Wagub menekankan pentingnya kolaborasi lintas sektor dalam mengatasi kendala teknis di lapangan, serta disiplin dalam pelaporan capaian progres.
“Kalau capaian hanya 70 persen, maka yang dibayarkan juga 70 persen. Jangan sampai ada ketidaksesuaian, karena seluruh proses berada dalam pengawasan aparat penegak hukum,” ujarnya.
Program cetak sawah di Kalteng awalnya ditargetkan seluas 85.000 hektar, kemudian dikontrakkan 66.198 hektar. Setelah perubahan DIPA, target menjadi 71.041 hektar dan diadendum menjadi 53.631 hektar lebih. Sementara itu, program optimalisasi lahan ditargetkan seluas 6.482 hektar.
Sebagai perpanjangan tangan Pemerintah Pusat, Pemprov Kalteng berkomitmen penuh mendukung program strategis nasional ini. Wagub juga mengajak pemerintah kabupaten/kota untuk bersinergi dalam percepatan realisasi di lapangan.
Menanggapi aksi mahasiswa yang menyampaikan aspirasi bertepatan dengan Hari Tani, Wagub menyebut kritik tersebut sebagai kontrol sosial yang konstruktif.
“Aspirasi dari adik-adik mahasiswa menjadi motivasi tambahan bagi kita semua untuk bekerja lebih sungguh-sungguh dan disiplin,” ucapnya.
Plt Dirjen Lahan dan Irigasi Pertanian Kementan, Hermanto, menyampaikan bahwa waktu penyelesaian program cetak sawah di Kalteng semakin terbatas.
“Jika dihitung efektif, waktu yang tersisa hanya sekitar dua bulan setengah,” ujarnya.

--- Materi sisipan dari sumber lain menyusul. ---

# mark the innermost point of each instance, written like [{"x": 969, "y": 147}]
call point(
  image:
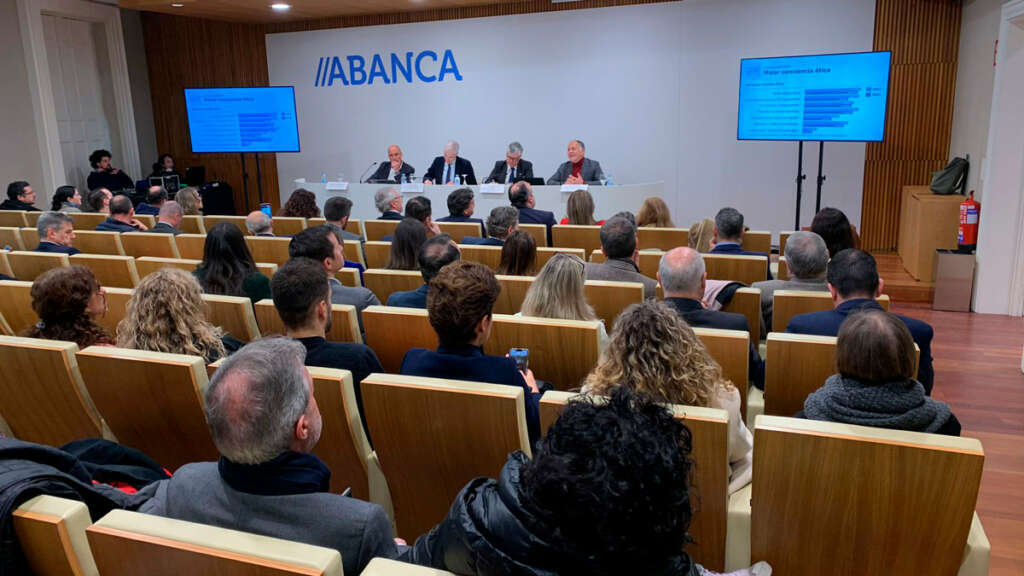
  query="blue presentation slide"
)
[
  {"x": 830, "y": 97},
  {"x": 236, "y": 120}
]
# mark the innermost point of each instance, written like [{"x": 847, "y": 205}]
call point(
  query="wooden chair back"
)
[
  {"x": 142, "y": 244},
  {"x": 147, "y": 398},
  {"x": 433, "y": 436},
  {"x": 93, "y": 242},
  {"x": 787, "y": 303},
  {"x": 665, "y": 239},
  {"x": 117, "y": 272},
  {"x": 458, "y": 231},
  {"x": 379, "y": 229},
  {"x": 568, "y": 236},
  {"x": 710, "y": 430},
  {"x": 126, "y": 543},
  {"x": 382, "y": 282},
  {"x": 840, "y": 490}
]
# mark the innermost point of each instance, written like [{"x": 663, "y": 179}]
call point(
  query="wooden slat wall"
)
[{"x": 924, "y": 36}]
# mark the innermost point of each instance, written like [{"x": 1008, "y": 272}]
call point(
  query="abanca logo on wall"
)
[{"x": 351, "y": 71}]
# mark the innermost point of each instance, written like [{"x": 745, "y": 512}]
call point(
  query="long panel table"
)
[{"x": 607, "y": 200}]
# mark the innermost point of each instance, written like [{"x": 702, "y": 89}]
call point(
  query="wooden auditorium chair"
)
[
  {"x": 126, "y": 543},
  {"x": 433, "y": 436}
]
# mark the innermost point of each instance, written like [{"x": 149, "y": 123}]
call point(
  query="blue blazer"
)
[
  {"x": 469, "y": 363},
  {"x": 826, "y": 323}
]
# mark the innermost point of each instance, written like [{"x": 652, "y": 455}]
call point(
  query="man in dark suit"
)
[
  {"x": 434, "y": 254},
  {"x": 521, "y": 196},
  {"x": 393, "y": 170},
  {"x": 446, "y": 168},
  {"x": 683, "y": 277},
  {"x": 579, "y": 170},
  {"x": 460, "y": 303},
  {"x": 56, "y": 234},
  {"x": 513, "y": 168},
  {"x": 854, "y": 285},
  {"x": 729, "y": 235}
]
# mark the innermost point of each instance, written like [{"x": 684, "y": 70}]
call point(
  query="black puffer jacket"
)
[{"x": 487, "y": 532}]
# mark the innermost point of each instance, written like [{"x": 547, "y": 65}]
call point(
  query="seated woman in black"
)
[
  {"x": 228, "y": 268},
  {"x": 460, "y": 303},
  {"x": 875, "y": 385}
]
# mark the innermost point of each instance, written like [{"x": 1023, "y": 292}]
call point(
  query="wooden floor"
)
[{"x": 978, "y": 373}]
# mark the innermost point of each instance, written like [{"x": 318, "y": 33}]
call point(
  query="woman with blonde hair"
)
[
  {"x": 655, "y": 352},
  {"x": 558, "y": 292},
  {"x": 654, "y": 213},
  {"x": 166, "y": 314}
]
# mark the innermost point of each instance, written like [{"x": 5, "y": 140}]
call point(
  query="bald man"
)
[
  {"x": 683, "y": 278},
  {"x": 392, "y": 170}
]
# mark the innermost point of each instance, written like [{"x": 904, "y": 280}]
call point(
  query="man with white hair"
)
[
  {"x": 683, "y": 276},
  {"x": 446, "y": 168},
  {"x": 513, "y": 168},
  {"x": 264, "y": 421}
]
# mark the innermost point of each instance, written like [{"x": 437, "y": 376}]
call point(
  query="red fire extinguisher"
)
[{"x": 967, "y": 235}]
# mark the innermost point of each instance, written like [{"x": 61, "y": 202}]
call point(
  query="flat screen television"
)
[
  {"x": 242, "y": 120},
  {"x": 827, "y": 97}
]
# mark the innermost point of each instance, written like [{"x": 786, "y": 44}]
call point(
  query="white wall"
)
[{"x": 651, "y": 89}]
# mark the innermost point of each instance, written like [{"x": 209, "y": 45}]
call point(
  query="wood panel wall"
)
[{"x": 924, "y": 36}]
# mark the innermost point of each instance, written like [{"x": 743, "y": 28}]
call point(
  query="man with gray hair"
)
[
  {"x": 56, "y": 234},
  {"x": 513, "y": 168},
  {"x": 683, "y": 277},
  {"x": 450, "y": 168},
  {"x": 388, "y": 201},
  {"x": 807, "y": 259},
  {"x": 264, "y": 421}
]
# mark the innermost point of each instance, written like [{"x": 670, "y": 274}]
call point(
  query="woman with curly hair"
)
[
  {"x": 654, "y": 352},
  {"x": 68, "y": 300},
  {"x": 302, "y": 204},
  {"x": 166, "y": 314}
]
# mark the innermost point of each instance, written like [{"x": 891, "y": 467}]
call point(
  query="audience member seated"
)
[
  {"x": 654, "y": 213},
  {"x": 606, "y": 492},
  {"x": 502, "y": 221},
  {"x": 854, "y": 284},
  {"x": 227, "y": 266},
  {"x": 67, "y": 200},
  {"x": 875, "y": 386},
  {"x": 258, "y": 223},
  {"x": 833, "y": 225},
  {"x": 19, "y": 197},
  {"x": 407, "y": 241},
  {"x": 302, "y": 204},
  {"x": 105, "y": 175},
  {"x": 558, "y": 292},
  {"x": 435, "y": 254},
  {"x": 190, "y": 201},
  {"x": 460, "y": 303},
  {"x": 68, "y": 300},
  {"x": 264, "y": 421},
  {"x": 155, "y": 198},
  {"x": 682, "y": 275},
  {"x": 326, "y": 247},
  {"x": 170, "y": 218},
  {"x": 388, "y": 201},
  {"x": 56, "y": 234},
  {"x": 166, "y": 313},
  {"x": 122, "y": 217},
  {"x": 580, "y": 209},
  {"x": 655, "y": 353},
  {"x": 729, "y": 235},
  {"x": 461, "y": 206},
  {"x": 518, "y": 254},
  {"x": 807, "y": 258},
  {"x": 619, "y": 244},
  {"x": 521, "y": 197}
]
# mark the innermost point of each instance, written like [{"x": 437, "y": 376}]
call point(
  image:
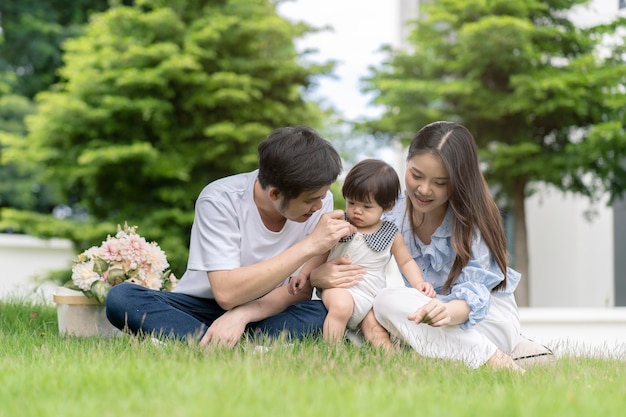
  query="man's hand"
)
[
  {"x": 298, "y": 283},
  {"x": 330, "y": 228},
  {"x": 338, "y": 273}
]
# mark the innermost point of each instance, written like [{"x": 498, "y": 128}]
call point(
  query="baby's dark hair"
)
[{"x": 372, "y": 177}]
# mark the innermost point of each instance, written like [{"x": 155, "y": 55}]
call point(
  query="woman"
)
[{"x": 454, "y": 231}]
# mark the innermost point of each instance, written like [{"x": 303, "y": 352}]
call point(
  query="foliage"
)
[
  {"x": 31, "y": 34},
  {"x": 543, "y": 97},
  {"x": 158, "y": 99},
  {"x": 82, "y": 376}
]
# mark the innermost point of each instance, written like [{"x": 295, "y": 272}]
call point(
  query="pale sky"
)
[{"x": 359, "y": 29}]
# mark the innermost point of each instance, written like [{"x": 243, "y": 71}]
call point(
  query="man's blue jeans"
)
[{"x": 181, "y": 316}]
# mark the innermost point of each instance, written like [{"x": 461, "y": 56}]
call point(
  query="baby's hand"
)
[
  {"x": 427, "y": 289},
  {"x": 296, "y": 284}
]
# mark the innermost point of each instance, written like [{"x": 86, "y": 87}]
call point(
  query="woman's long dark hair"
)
[{"x": 470, "y": 200}]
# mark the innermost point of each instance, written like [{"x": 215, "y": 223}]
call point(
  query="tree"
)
[
  {"x": 544, "y": 98},
  {"x": 31, "y": 34},
  {"x": 157, "y": 99}
]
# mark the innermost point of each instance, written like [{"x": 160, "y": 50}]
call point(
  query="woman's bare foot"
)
[{"x": 501, "y": 360}]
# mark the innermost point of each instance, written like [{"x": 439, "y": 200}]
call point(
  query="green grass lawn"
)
[{"x": 43, "y": 373}]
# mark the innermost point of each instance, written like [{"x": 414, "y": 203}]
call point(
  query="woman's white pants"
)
[{"x": 474, "y": 346}]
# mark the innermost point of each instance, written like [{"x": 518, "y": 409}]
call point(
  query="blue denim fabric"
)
[{"x": 144, "y": 311}]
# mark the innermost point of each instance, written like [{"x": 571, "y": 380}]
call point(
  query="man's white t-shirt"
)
[{"x": 227, "y": 232}]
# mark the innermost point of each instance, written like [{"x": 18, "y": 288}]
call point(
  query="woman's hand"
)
[
  {"x": 427, "y": 289},
  {"x": 338, "y": 273},
  {"x": 437, "y": 313}
]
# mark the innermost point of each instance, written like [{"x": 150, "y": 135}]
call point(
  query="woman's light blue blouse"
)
[{"x": 477, "y": 279}]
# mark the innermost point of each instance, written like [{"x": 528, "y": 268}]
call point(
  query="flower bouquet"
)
[{"x": 125, "y": 257}]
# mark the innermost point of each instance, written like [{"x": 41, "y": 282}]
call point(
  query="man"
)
[{"x": 251, "y": 232}]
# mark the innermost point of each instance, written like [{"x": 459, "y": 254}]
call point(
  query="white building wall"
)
[
  {"x": 570, "y": 257},
  {"x": 25, "y": 260}
]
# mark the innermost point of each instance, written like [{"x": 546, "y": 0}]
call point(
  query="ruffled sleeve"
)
[{"x": 477, "y": 279}]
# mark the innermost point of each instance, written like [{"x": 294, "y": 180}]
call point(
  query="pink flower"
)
[{"x": 123, "y": 257}]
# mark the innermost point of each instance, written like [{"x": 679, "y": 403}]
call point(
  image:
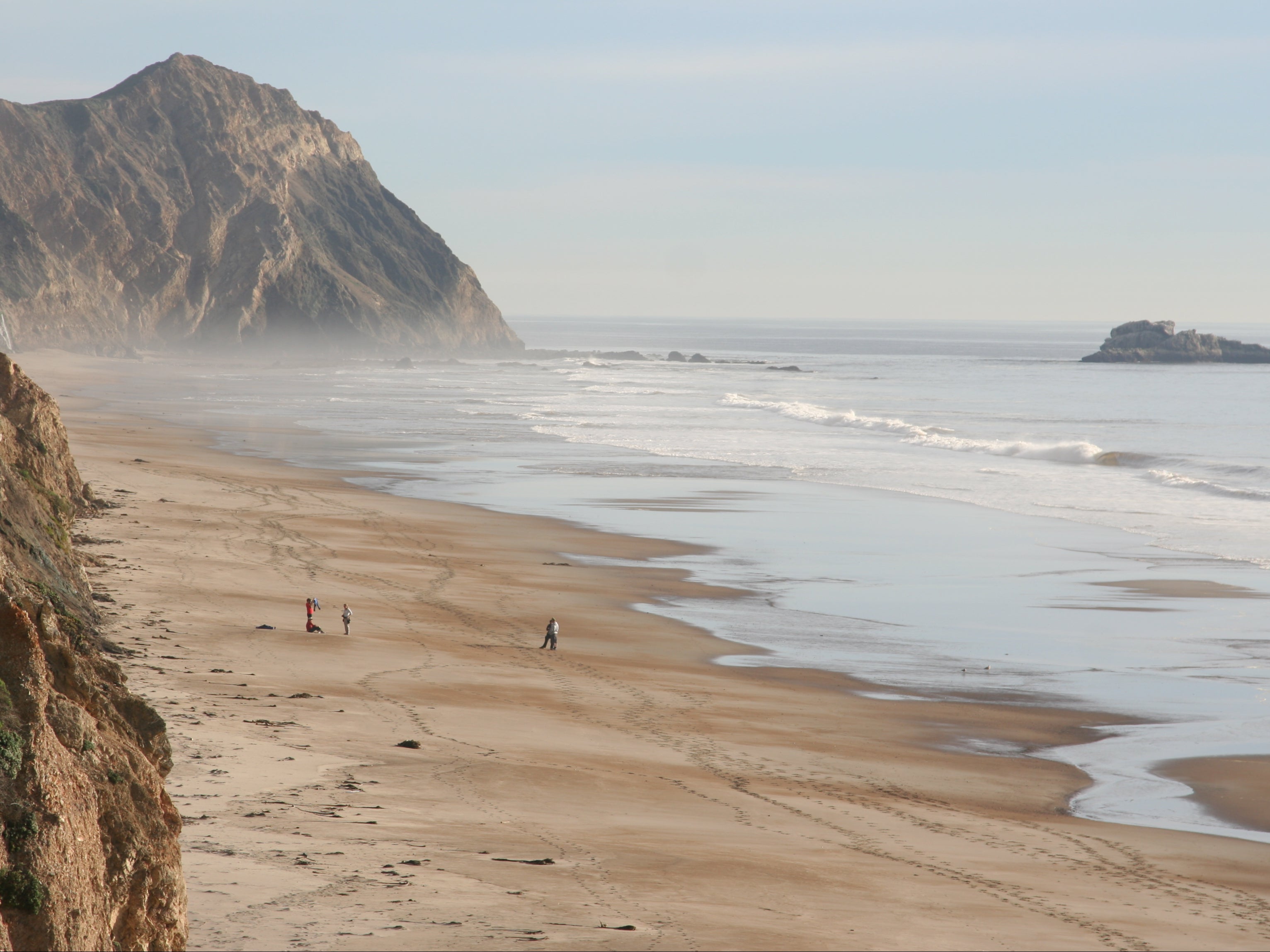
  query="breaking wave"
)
[
  {"x": 935, "y": 437},
  {"x": 1217, "y": 489}
]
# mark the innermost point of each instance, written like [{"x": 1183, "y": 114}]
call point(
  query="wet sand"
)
[
  {"x": 710, "y": 808},
  {"x": 1232, "y": 789}
]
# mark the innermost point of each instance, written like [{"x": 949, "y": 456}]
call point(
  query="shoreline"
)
[{"x": 669, "y": 789}]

Hermanto menambahkan bahwa Kalteng menjadi salah satu provinsi dengan luasan cetak sawah terbesar di Indonesia tahun ini, dan termasuk daerah prioritas utama sesuai target Presiden dan Menteri Pertanian.
“Setiap kali bertemu, Presiden selalu menanyakan progres cetak sawah ini. Maka hari ini kita kumpulkan semua pihak agar memiliki pemahaman yang sama dan bersama-sama menuntaskan pekerjaan ini,” ungkapnya.
Rakor ini menjadi momentum penting dalam memperkuat komitmen dan koordinasi lintas sektor untuk mewujudkan Kalimantan Tengah sebagai lumbung pangan nasional. (Sly).